Techniques for Private Transformer Inference
- Linear Operations: The framework uses encrypted matrix multiplication protocols to keep data encrypted during linear operations.
- Non-linear Operations: It approximates non-linear functions like GELU, softmax, and layer normalization with privacy-friendly operations, using cryptography to ensure computation privacy.
Efficiency Optimization Techniques
The framework employs several techniques to boost efficiency:
- Communication Efficiency: It optimizes matrix multiplication protocols to reduce the required data size for transmission, enhancing speed.
- Hardware Utilization: Using GPU acceleration for homomorphic encryption operations significantly improves efficiency, making private inference feasible for enterprise use.
Performance Insights
Performance tests on models like BERT-Tiny have shown notable improvements in speed and communication efficiency. Compared to existing systems like Iron, this new framework excels at performing privacy-friendly model inference.
Looking Ahead
This study marks a significant step forward in addressing privacy concerns with language models, offering a method for efficient private inference on transformer models.
As technology evolves, we anticipate further enhancements and practical applications of these techniques, leading to a new phase of privacy-focused AI development.

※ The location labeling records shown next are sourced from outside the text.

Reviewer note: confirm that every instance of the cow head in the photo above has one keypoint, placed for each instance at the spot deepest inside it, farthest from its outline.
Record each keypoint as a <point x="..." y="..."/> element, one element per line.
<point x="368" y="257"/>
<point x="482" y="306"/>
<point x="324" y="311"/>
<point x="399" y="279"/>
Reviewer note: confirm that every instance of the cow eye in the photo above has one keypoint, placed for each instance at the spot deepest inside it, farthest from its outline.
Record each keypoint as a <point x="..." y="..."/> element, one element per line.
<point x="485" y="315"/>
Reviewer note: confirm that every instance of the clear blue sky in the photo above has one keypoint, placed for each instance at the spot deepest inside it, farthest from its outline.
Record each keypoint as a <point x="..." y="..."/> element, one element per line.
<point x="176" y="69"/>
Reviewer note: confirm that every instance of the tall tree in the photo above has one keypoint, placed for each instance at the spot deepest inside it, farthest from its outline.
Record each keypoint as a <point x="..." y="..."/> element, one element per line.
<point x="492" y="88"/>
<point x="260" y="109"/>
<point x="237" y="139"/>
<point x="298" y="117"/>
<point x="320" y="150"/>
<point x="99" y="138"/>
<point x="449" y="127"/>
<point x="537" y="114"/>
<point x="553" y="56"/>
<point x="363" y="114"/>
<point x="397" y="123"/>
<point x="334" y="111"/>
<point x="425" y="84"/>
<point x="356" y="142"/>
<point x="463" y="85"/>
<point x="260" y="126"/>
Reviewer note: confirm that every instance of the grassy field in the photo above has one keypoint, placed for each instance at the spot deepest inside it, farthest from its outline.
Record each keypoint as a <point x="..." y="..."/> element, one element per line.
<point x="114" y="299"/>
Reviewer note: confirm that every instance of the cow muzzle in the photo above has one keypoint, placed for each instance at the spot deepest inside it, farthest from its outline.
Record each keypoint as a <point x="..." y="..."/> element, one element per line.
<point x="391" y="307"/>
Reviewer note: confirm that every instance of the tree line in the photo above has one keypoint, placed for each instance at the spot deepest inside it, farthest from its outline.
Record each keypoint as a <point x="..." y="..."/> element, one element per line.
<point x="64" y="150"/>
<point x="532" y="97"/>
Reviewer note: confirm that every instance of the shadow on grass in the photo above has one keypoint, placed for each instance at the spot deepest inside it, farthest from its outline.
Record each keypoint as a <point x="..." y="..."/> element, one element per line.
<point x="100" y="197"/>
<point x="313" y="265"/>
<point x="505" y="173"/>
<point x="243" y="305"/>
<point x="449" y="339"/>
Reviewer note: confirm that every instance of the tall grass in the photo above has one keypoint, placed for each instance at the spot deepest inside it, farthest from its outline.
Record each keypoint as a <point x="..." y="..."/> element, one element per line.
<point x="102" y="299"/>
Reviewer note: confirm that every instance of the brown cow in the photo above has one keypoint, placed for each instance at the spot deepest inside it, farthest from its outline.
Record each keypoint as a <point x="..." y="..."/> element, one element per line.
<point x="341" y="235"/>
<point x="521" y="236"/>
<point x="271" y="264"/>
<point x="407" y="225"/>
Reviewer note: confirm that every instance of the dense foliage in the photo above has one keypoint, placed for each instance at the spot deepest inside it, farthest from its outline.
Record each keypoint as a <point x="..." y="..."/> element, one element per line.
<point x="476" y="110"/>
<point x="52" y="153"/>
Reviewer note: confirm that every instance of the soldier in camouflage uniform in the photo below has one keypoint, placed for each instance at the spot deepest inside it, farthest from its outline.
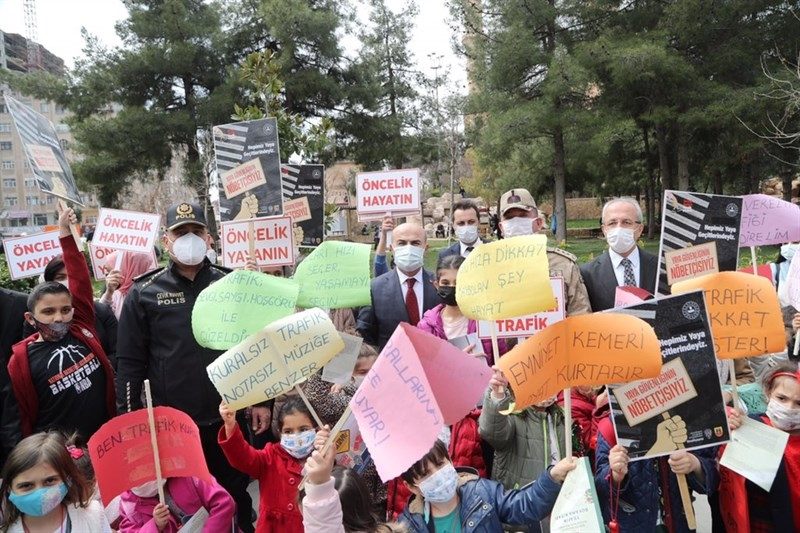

The potential for this research to influence future work in the field is considerable, promising improved privacy safeguards in our increasingly data-centric world.
Further Exploration
For those interested in the technical details, supplementary materials and an extensive list of references are available for a deeper dive into the study. This information provides valuable insight into the research's comprehensive approach, highlighting the ongoing efforts to enhance privacy in language models through private inference.
As AI becomes more intertwined with our digital existence, protecting sensitive information remains crucial, underscoring the importance of continued innovation in privacy computing.